L’articolo 769 del Codice civile disciplina il contratto di donazione, definendolo come il contratto con cui, per spirito di liberalità, una parte (il donante) arricchisce un’altra parte (il donatario), disponendo a favore di quest’ultima di un suo diritto o assumendo un’obbligazione nei suoi confronti. La donazione è un contratto a titolo gratuito. Essa si basa sullo spirito di liberalità (animus donandi) del donante, che trasferisce un suo bene o diritto al di fuori della propria sfera patrimoniale. Per il perfezionamento del contratto, è necessaria l’accettazione da parte del donatario. Fino a quando questa non viene formalizzata, entrambe le parti possono revocare le rispettive dichiarazioni. Tale previsione rappresenta una deroga alla regola generale dell’articolo 1333 c.c., secondo cui i contratti con obbligazione a carico di una sola parte si perfezionano con la sola manifestazione di volontà della parte obbligata. Gli elementi essenziali della donazione sono quindi lo spirito di liberalità da parte del donante e l’arricchimento del donatario, consistente in un incremento del suo patrimonio.
Il nostro ordinamento consente l’inserimento di elementi accidentali nel contratto di donazione, quali condizioni, termini e oneri. La donazione può essere sottoposta a una condizione, che consiste in un evento futuro e incerto, la cui verifica determina l’efficacia o la risoluzione del contratto. Nel caso di condizione sospensiva, gli effetti della donazione si producono solo se e quando l’evento indicato nel contratto si verifica. Nella condizione risolutiva, invece, il mancato verificarsi dell’evento determina l’annullamento degli effetti negoziali già prodotti.
Ai sensi dell’articolo 793 c.c., la donazione può essere gravata da un onere (un obbligo imposto al donatario), che deve essere adempiuto entro i limiti del valore del bene donato. In caso di inadempimento, il donante o i suoi eredi possono chiedere la risoluzione del contratto, purché ciò sia previsto nell’atto di donazione. La donazione modale è quella in cui il donante impone al donatario un onere che si traduce in una vera e propria obbligazione. La Giurisprudenza ha chiarito che l’inadempimento di tale obbligo, se imputabile al donatario, può giustificare la risoluzione del contratto. La Corte di Cassazione ha affermato che “nella donazione modale, l’onere imposto al donatario costituisce vera e propria obbligazione, con la conseguenza che la mancata esecuzione, quando sia determinata da inadempimento imputabile al donatario, può essere causa di risoluzione della donazione”.
Se nell’atto di donazione di un immobile viene inserita una clausola che prevede la risoluzione del contratto in caso di mancato adempimento dell’onere imposto, il contratto sarà risolto e il donatario sarà obbligato a restituire il bene ricevuto.
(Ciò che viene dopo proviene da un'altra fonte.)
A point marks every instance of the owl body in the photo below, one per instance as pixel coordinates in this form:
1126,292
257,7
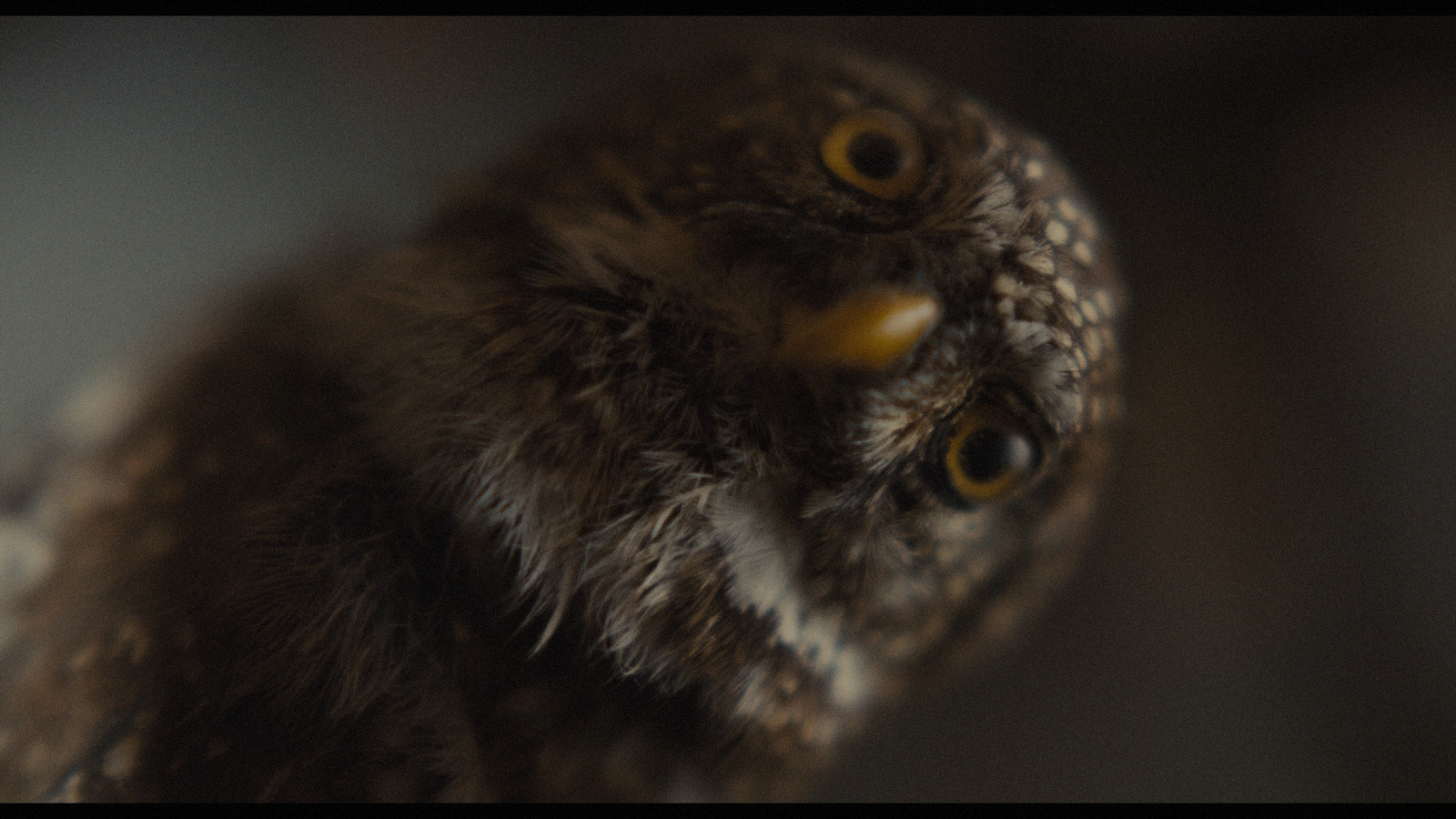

In conclusione, la condizione di restituire l’immobile per mancato adempimento di un onere costituisce un elemento accessorio della donazione. Pertanto, è fondamentale che le clausole di risoluzione siano chiaramente specificate nell’atto di donazione, per garantire la tutela dei diritti del donante e il rispetto delle obbligazioni da parte del donatario.